Programmer here. They can be a useful tool if used correctly. They are great at writing unit tests, useful for upgrading older code, and really useful as a semi-intelligent autocomplete.

If used incorrectly they will generate a giant mess that works briefly but becomes impossible to expand on, full of duplicated sections that makes maintenance super difficult, and have weird logical flaws.

I prefer using agents running on my own desktop rather than paying somebody for it.

[–] NotMyOldRedditName@lemmy.world 10 points 18 hours ago* (last edited 18 hours ago) (2 children)

The one off scripts ive had it write to do something for me usually work great, but when I glance at the code its horrific. But its a one off, it does its job then goes bye bye.

Like I had to scrape a website the other day and only needed it to work for a few days. Claude did it.

[–] pinball_wizard@lemmy.zip 2 points 9 hours ago* (last edited 9 hours ago)

Nice. I appreciate actual programmers sharing their actual use cases for AI.

I want to add my use case here because it mirrors yours, and should get a few laughs.

I've had the same experience writing a quick one use messy script with AI - but it contained a very subtle bug that pretty much wiped out the data I was trying to convert.

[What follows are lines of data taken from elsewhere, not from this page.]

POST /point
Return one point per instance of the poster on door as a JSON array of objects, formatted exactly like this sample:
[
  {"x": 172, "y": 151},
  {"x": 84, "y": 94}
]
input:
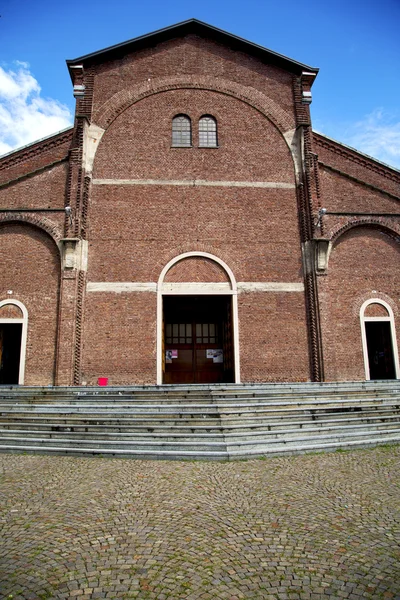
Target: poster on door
[
  {"x": 170, "y": 354},
  {"x": 216, "y": 354}
]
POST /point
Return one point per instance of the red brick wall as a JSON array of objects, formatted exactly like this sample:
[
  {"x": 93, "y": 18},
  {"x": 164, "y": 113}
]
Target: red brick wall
[
  {"x": 195, "y": 57},
  {"x": 273, "y": 337},
  {"x": 30, "y": 267},
  {"x": 34, "y": 157},
  {"x": 134, "y": 230},
  {"x": 197, "y": 269},
  {"x": 138, "y": 143},
  {"x": 364, "y": 264},
  {"x": 119, "y": 334}
]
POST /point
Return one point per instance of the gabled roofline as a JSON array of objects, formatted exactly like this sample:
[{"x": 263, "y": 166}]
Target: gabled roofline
[
  {"x": 356, "y": 152},
  {"x": 193, "y": 26},
  {"x": 39, "y": 141}
]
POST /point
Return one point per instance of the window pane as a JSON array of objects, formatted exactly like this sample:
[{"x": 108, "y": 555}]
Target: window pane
[
  {"x": 181, "y": 131},
  {"x": 208, "y": 132}
]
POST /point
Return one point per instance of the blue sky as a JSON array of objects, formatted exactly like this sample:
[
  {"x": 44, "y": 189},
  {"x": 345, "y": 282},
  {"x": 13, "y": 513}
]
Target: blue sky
[{"x": 355, "y": 43}]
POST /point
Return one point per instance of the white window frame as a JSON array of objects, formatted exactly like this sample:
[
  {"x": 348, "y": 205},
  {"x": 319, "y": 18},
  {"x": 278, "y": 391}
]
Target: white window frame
[
  {"x": 24, "y": 334},
  {"x": 390, "y": 319}
]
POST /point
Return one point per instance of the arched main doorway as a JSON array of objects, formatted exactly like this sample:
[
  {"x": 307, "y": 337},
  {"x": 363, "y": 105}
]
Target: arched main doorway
[
  {"x": 379, "y": 340},
  {"x": 197, "y": 322},
  {"x": 13, "y": 333}
]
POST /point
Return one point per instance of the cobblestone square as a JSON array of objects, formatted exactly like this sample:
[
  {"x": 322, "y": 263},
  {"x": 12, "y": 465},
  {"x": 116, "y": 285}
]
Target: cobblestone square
[{"x": 299, "y": 527}]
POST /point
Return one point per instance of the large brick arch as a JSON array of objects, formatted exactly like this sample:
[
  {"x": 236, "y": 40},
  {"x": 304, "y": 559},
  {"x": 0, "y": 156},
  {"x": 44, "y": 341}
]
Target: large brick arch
[
  {"x": 379, "y": 223},
  {"x": 43, "y": 223},
  {"x": 123, "y": 99}
]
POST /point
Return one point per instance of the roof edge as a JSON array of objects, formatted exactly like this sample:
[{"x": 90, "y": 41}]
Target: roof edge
[
  {"x": 202, "y": 28},
  {"x": 358, "y": 152}
]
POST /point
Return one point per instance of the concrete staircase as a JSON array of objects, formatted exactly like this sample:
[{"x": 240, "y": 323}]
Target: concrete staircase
[{"x": 199, "y": 422}]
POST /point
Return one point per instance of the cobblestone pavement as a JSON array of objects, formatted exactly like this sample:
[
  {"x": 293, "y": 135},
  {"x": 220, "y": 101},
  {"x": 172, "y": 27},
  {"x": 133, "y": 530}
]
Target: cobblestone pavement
[{"x": 301, "y": 527}]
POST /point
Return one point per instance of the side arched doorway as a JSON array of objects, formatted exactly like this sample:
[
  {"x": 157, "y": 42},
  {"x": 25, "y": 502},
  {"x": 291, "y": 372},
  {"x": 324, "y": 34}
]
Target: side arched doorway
[
  {"x": 379, "y": 340},
  {"x": 13, "y": 333},
  {"x": 197, "y": 322}
]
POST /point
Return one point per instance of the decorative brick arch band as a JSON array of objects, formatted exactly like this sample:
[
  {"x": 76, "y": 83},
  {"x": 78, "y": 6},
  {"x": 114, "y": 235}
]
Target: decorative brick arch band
[
  {"x": 43, "y": 223},
  {"x": 122, "y": 100},
  {"x": 187, "y": 289},
  {"x": 389, "y": 227}
]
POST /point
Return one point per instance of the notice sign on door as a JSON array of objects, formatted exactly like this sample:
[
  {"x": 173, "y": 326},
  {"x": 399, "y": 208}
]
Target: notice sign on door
[
  {"x": 170, "y": 354},
  {"x": 216, "y": 354}
]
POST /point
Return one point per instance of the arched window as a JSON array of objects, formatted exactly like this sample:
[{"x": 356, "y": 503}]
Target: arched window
[
  {"x": 208, "y": 132},
  {"x": 181, "y": 131},
  {"x": 13, "y": 334},
  {"x": 379, "y": 340}
]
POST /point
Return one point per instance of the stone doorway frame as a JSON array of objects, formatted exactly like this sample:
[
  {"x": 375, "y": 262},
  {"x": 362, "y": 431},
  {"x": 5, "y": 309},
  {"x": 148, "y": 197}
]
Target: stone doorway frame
[
  {"x": 390, "y": 319},
  {"x": 196, "y": 289},
  {"x": 24, "y": 334}
]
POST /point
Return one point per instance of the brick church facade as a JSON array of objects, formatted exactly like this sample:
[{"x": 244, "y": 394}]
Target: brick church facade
[{"x": 192, "y": 228}]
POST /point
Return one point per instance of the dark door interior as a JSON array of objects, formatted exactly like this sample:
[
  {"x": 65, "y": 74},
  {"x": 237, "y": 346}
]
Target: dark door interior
[
  {"x": 10, "y": 352},
  {"x": 198, "y": 344},
  {"x": 380, "y": 350}
]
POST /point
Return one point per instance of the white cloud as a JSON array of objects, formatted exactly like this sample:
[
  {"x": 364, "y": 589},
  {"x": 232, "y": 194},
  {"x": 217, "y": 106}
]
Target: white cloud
[
  {"x": 377, "y": 134},
  {"x": 24, "y": 115}
]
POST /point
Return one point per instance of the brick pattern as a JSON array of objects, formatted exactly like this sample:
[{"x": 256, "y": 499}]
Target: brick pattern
[
  {"x": 134, "y": 231},
  {"x": 376, "y": 310},
  {"x": 188, "y": 62},
  {"x": 35, "y": 156},
  {"x": 30, "y": 267},
  {"x": 10, "y": 311},
  {"x": 196, "y": 269},
  {"x": 363, "y": 264}
]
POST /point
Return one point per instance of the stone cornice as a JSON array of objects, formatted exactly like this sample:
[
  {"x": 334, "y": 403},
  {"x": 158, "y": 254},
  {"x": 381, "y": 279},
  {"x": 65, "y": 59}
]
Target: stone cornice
[
  {"x": 354, "y": 156},
  {"x": 36, "y": 148}
]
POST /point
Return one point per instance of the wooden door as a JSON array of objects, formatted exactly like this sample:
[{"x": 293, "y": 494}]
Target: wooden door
[{"x": 198, "y": 346}]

I did have a backup, but it wasn't particularly recent, so I only lost a couple of days of work.

I lost my appetite for AI help on full quick scripts, but I still use AI for a line of code here and there.

I feel like I should use AI more to generate unit tests, the risk/reward is probably better.

[–] BozeKnoflook@lemmy.world 8 points 17 hours ago

Honestly, that's fine. I've been coding for 30 years now, not one bit of it from 20 years ago still remains.

Everything is ephemeral in the end, we are all only but dust on the wind.